As much as I hated the show, I had to admit it helped me avoid thinking too hard about things I barely understood, which was what I wanted: just a normal evening relaxing with the weight of her body, covered in a shirt she'd pulled out of my closet, resting against my side.

I hesitantly began to unchain feelings I'd forced myself to subdue for a decade. It wouldn't be fair to Katherine if I felt guilt or shame every time her survival depended on my affection, so I allowed myself to feel pleasure in her warmth, the texture of her hair, and that peculiar, sweet odor that seemed to follow her around.

Twice during the show the lights appeared again, but they'd begun to change. Where they were vague ghosts before, they seemed more like explicit parts of my environment with hints of depth and color more than distant, nondescript stars.

Just after nine, Katherine decided she'd try for genuine sleep and invited me to join her.

"I don't think that's a good idea," I told her cautiously.

"Why? We've napped together on your bed before and it wasn't weird."

"It's different now." I sighed, "My bed isn't made for two, and if you started—I mean if you get worked up—"

"You think I might jump you." She said bluntly.

"I'm afraid if you did, I wouldn't be able to stop, and if that happens—it gets worse."

"Worse how?"

"An order of magnitude." I thought back to what Miss Gold had said, "You wouldn't be you anymore, just..."

"A sex puppet." She suggested.

"That's not how I'd have put it."

Katherine looked around the room as if something in it might hold hidden answers. "I don't know how much I can tell you without you wondering if it's really me, and I can't promise you it's true because it's still new, but It feels real. That's all I know right now, and all either of us can act on."

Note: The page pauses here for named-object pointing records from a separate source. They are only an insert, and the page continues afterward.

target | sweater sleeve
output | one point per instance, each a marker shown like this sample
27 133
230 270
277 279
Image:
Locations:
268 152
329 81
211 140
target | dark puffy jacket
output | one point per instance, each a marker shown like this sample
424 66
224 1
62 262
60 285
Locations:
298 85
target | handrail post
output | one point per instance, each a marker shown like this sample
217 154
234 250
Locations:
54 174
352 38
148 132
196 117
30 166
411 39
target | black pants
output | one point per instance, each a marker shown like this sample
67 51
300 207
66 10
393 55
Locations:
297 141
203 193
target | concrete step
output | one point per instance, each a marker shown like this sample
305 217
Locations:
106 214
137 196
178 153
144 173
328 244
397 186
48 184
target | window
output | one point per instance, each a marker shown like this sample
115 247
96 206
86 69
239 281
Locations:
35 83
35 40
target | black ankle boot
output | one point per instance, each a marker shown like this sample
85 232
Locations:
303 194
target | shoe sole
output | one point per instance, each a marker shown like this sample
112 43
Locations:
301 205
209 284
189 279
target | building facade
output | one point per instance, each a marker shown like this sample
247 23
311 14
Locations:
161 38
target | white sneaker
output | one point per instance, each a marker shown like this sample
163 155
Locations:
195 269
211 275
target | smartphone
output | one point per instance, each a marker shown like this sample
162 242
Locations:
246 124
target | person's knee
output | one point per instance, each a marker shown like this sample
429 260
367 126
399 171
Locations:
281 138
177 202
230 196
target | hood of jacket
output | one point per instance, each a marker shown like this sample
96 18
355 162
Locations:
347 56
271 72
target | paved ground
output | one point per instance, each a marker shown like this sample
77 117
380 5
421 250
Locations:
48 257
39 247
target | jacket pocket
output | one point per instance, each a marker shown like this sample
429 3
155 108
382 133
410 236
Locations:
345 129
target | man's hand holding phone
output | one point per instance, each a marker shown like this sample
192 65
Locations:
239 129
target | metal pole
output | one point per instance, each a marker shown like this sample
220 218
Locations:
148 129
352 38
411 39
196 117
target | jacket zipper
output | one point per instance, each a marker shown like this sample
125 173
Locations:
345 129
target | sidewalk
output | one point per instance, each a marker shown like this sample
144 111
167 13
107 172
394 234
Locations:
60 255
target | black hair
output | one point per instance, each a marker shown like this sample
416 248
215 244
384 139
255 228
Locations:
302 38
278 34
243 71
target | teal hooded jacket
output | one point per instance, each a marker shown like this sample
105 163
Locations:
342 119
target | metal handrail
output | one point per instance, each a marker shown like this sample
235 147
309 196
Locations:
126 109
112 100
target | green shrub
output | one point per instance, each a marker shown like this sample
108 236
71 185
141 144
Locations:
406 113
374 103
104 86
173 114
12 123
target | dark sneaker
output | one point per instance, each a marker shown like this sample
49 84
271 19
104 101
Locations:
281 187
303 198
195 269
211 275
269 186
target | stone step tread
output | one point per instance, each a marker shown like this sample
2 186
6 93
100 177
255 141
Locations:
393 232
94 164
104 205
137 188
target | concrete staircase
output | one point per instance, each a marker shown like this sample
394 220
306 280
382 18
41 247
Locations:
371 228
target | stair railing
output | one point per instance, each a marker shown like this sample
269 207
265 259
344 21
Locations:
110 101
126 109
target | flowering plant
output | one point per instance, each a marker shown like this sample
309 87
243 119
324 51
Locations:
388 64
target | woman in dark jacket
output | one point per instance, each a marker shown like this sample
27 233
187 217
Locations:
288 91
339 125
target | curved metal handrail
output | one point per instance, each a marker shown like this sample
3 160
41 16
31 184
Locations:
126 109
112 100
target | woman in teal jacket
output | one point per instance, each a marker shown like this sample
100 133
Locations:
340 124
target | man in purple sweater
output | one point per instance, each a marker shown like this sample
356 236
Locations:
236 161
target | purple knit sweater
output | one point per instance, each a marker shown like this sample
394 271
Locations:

Katherine's self-awareness had always been greater than average, and I envied her ability to step outside her own head. Maybe it was her psych classes. Maybe she was just braver than I was.

"I know you," she continued, "and you'll spend days and weeks beating yourself up over this. I need to make you understand that I haven't changed that much, not my feelings, and not my thoughts. It's stronger for sure, more immediate, and I have to concentrate to keep that intensity under control, but that also means I'm aware of it, that I'm still the one making decisions."

She laid a hand against my cheek. "It also means waiting for a better time isn't an option anymore, and I'm okay with that."

I returned a look brimmed with skepticism.

"I'm serious. You want to know why it's so easy for me to cope? It's because I've been taking things slow for months for you, because I decided you were worth waiting for, not because I needed time to decide. To be perfectly honest, it's kind of liberating. I can stop worrying about you."

"You were worried?"

"Don't play dumb," she admonished. "I'm just saying this is where we'd be anyway if it had been all up to me. I wish it wasn't forced, but that doesn't mean it's bad."